Mr Beef26 August 2011 at 9:48pmPosts: 769 (0 today)Status: offline
I think that's probably about it - and the hill is Solsbury Hill, just outside Bath. But I don't know what special noises can be captured on that particular hill?
DolceVita28 August 2011 at 2:45pmPosts: 2330 (0 today)Status: offline
Mr.Beef, please do not kill me, but i really do not understand your avatar, i think it's bit disrespectful.
Cimber28 August 2011 at 10:41pmPosts: 2574 (0 today)Status: offline
. . .the track "A Quiet Moment" is 5 minutes long, the sound is described as "ambient sound".
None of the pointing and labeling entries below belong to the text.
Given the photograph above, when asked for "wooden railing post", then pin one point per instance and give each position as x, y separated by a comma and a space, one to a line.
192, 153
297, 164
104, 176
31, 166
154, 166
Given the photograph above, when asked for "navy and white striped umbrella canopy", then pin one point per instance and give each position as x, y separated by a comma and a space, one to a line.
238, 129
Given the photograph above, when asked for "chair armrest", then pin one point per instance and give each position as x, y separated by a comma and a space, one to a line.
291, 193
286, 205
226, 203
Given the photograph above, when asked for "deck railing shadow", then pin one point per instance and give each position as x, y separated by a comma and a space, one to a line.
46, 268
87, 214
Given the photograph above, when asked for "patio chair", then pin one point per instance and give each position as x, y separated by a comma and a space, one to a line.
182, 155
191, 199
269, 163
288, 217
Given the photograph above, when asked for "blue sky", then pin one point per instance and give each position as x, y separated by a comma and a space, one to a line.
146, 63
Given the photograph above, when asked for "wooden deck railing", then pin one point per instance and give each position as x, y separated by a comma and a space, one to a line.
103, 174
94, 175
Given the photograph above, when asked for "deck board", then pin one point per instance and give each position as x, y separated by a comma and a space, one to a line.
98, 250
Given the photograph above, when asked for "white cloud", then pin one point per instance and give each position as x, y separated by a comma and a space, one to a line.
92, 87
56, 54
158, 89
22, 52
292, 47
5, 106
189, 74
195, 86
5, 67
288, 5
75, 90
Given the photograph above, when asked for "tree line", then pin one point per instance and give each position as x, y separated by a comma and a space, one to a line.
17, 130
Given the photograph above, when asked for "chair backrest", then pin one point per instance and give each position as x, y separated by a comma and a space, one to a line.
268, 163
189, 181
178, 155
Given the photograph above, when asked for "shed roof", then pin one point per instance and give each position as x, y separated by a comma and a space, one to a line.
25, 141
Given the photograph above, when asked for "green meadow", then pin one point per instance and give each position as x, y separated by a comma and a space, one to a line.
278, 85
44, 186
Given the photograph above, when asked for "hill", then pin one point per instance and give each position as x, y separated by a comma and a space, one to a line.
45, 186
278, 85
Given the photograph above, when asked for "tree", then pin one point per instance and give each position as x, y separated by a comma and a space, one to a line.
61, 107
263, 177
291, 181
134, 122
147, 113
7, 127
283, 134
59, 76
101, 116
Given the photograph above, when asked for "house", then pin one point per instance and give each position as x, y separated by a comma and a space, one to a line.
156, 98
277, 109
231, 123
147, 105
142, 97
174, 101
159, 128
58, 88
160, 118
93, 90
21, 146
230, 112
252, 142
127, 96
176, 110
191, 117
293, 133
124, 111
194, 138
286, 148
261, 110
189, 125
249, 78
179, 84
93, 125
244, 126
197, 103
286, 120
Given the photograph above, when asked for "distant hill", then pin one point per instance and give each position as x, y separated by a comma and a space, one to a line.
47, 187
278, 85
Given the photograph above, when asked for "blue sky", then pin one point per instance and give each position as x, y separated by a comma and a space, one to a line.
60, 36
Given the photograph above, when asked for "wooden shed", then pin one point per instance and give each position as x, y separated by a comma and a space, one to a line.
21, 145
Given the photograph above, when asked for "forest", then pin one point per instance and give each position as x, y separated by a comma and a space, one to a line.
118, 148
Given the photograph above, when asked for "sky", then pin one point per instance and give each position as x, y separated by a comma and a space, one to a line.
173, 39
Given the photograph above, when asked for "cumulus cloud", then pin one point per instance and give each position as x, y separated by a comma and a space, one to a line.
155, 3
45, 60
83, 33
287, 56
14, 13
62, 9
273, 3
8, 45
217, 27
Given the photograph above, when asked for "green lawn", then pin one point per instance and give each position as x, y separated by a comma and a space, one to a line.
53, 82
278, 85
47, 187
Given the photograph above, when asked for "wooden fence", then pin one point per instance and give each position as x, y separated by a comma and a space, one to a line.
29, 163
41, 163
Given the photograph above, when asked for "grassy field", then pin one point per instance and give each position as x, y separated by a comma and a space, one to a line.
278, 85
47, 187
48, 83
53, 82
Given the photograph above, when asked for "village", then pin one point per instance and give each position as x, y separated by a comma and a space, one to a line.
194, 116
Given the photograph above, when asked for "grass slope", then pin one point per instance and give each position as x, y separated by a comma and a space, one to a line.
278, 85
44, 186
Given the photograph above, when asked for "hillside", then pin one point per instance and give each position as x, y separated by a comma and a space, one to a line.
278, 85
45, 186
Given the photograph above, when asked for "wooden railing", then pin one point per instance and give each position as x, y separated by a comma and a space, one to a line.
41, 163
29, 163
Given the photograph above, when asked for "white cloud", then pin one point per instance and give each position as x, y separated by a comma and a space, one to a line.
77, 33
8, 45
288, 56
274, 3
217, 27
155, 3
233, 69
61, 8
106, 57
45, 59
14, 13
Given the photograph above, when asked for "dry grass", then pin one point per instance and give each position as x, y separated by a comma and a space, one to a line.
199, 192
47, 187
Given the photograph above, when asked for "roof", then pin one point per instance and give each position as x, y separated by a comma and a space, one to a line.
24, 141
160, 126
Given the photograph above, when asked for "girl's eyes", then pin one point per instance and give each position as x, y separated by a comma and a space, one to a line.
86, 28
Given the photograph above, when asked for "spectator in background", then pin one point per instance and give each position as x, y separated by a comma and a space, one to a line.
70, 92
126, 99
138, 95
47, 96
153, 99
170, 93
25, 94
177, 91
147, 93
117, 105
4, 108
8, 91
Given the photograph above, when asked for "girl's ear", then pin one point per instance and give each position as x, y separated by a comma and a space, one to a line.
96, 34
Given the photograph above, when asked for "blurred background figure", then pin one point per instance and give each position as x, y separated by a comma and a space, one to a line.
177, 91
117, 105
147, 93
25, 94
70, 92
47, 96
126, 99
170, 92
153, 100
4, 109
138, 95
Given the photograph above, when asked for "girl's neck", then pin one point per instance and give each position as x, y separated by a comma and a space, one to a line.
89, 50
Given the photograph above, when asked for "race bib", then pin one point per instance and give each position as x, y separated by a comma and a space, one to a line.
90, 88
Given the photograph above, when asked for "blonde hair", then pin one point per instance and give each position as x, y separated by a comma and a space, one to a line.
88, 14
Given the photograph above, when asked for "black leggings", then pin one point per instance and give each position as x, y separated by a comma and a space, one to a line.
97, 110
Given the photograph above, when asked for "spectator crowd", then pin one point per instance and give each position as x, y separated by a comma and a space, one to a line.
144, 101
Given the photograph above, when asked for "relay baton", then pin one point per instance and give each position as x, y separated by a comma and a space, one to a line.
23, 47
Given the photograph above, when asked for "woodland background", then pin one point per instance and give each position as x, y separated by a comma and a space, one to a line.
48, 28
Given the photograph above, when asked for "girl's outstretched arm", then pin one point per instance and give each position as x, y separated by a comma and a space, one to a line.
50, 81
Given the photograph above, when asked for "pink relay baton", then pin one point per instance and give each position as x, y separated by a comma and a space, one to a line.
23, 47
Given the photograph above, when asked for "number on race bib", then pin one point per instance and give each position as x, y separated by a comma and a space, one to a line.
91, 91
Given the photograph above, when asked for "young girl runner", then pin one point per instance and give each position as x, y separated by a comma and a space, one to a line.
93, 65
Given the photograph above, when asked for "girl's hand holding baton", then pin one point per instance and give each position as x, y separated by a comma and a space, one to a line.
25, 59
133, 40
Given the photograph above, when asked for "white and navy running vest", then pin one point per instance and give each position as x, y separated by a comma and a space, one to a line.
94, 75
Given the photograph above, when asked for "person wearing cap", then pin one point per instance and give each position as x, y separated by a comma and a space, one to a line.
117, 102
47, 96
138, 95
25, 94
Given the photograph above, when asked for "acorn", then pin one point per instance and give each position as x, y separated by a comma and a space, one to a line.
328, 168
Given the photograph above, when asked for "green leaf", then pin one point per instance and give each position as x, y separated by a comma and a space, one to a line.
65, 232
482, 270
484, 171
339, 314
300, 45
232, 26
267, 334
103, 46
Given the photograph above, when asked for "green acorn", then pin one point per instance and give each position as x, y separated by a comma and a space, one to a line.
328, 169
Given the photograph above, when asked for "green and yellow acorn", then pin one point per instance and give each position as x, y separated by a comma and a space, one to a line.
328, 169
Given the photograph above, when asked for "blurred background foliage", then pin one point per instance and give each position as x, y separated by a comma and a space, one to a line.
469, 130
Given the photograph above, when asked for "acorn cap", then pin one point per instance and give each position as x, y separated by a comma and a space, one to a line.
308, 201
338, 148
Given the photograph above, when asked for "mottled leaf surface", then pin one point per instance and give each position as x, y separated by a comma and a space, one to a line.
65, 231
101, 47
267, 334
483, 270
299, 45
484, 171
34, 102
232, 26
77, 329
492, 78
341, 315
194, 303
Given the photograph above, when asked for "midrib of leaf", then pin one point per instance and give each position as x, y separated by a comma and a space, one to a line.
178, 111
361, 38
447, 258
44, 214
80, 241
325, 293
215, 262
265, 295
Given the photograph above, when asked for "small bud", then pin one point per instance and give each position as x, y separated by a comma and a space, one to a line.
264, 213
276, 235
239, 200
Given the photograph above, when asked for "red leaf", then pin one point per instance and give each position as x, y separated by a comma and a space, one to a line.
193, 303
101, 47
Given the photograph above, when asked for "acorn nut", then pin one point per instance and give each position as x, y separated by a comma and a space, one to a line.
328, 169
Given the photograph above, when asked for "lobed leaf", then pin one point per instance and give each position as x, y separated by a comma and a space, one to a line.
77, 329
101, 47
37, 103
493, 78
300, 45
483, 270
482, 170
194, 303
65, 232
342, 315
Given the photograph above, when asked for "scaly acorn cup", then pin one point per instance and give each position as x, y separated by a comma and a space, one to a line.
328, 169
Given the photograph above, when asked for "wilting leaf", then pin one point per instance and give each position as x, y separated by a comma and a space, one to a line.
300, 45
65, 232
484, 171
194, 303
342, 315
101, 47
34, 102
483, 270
It could be a complete new track.
Sammy The Slug24 September 2011 at 7:31amPosts: 1040 (0 today)Status: offline
From what i understand, i guess it must be only ambient sound because curiously PG didn't want to put "Solsbury Hill" on NB. That's why "Solsbury Hill" is on NB as a bonus track. He decided to separate it from the rest of the other tracks with "A Quiet Moment". It must be strange to listen to
A Quiet Moment is the track that everyone that buys New Blood is going to skip. I used to live within walking distance of Solsbury Hill. Sounds in the eare included barking dogs; traffic; blowing wind; drunks passing wind; off-key singing and public urination.
Mr Beef24 September 2011 at 7:44pmPosts: 769 (0 today)Status: offline
I've taken a few walks there and I know what you mean Rraven - it's not as romantic and inspirational as the song suggests - and I hope it wasn't me that you could hear in your ear area. . . . Having heard Solsbury Hill at the cinema screening in London last week, I can understand why PG wouldn't want to include it (then why is it included?) because the orchestral treatment absolutely murdered the song.
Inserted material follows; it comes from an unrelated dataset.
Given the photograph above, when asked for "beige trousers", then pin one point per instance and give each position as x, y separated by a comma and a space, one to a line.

I disagree that the orchestra murdered "Solsbury Hill". It was a lot of fun to listen and watch during the concert. It contained an extra dash of joy that is not there in studio versions. In fact, the original 1977 version is quite creepy. Was it the creepiness you liked, Mr. Beef?
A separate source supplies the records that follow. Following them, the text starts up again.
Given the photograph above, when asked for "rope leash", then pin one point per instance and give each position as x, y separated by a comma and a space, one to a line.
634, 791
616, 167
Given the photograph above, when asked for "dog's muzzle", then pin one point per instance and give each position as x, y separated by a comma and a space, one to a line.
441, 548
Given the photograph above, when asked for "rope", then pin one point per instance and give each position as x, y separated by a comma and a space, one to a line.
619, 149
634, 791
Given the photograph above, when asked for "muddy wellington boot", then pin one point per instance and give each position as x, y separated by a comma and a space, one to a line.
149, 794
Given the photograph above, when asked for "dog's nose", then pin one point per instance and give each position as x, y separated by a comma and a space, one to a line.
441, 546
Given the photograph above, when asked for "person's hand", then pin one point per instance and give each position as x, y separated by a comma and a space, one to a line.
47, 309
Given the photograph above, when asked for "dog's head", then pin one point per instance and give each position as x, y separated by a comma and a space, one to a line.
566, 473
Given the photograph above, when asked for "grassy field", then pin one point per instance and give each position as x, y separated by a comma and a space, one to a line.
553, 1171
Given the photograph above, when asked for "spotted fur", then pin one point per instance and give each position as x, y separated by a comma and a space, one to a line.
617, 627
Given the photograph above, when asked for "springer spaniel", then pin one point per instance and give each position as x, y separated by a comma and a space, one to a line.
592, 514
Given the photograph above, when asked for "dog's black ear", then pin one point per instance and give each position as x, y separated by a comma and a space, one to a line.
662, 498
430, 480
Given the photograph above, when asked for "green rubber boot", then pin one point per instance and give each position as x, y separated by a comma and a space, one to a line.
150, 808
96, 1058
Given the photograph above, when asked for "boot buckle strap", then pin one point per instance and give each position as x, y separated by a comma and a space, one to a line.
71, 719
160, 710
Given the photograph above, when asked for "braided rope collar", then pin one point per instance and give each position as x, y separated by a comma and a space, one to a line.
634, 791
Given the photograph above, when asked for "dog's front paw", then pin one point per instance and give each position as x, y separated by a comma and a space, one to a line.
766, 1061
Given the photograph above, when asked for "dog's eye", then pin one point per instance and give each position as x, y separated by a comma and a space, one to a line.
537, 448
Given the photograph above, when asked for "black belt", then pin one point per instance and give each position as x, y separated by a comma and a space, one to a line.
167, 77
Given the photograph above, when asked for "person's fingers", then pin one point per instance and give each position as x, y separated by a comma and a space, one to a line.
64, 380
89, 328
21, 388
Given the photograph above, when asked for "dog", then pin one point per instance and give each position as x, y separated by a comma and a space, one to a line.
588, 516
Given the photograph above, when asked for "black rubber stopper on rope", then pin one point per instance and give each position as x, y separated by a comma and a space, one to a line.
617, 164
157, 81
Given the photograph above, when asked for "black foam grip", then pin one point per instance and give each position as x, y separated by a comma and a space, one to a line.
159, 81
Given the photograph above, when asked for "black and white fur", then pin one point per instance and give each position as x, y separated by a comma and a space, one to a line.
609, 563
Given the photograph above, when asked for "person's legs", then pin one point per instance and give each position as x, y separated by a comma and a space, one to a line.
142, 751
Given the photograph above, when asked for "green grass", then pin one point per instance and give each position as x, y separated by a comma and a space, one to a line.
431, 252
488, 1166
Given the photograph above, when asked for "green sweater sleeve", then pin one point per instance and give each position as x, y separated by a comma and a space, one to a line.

Mr Beef25 September 2011 at 8:33pmPosts: 769 (0 today)Status: offline
I don't know Rraven - I have to admit that I only went to see this almost by accident, because I was in London that day. . . it had been a long day and maybe I was tired, but I didn't really enjoy a lot of it (except Darkness & Signal to Noise). . . or maybe it was the wretched multiplex - we used to have nice, old fashioned cinemas from the 1930s in England until multiplexes wiped them out. I hate the way multipexes smell (a combo of plastic, pop corn, nachos, air conditioning and everything synthetic).
Mr Beef25 September 2011 at 8:36pmPosts: 769 (0 today)Status: offline
. . . oh and the fact that they are always "out of town", hidden by a maze of flyovers and big roads. . . hell if you're a pedestrian - t's all too American for me.
Cornflower9 October 2012 at 10:27pmPosts: 3 (0 today)Status: offline
I think it is absolutely beautiful. I love the spaciousness it offers to the album. As ego-driven humans we are way to interested in content filling up the spaciousness that is our true self. It takes courage to recognize that spaciousness within yourself. I support you all to take a moment and reach into your spaciousness. Find peace in it. Then listen again to this song. Brilliant.
One of Us23 October 2012 at 12:29pmPosts: 266 (0 today)Status: offline
I totally agree Cornflower. It's great on headphones and in fact I'd rather Solsbury Hill wasn't on the CD and A Quiet Moment was either the last track or at least preceded something else more in keeping with the introspective feel of the rest, something quiet and reflective.
Hey ho. It's not even a brilliant version of SH. The live ending was better and more spirited, but personally if he was going to do the song, he should have stripped it back like he did with Here Comes The Flood all those years ago.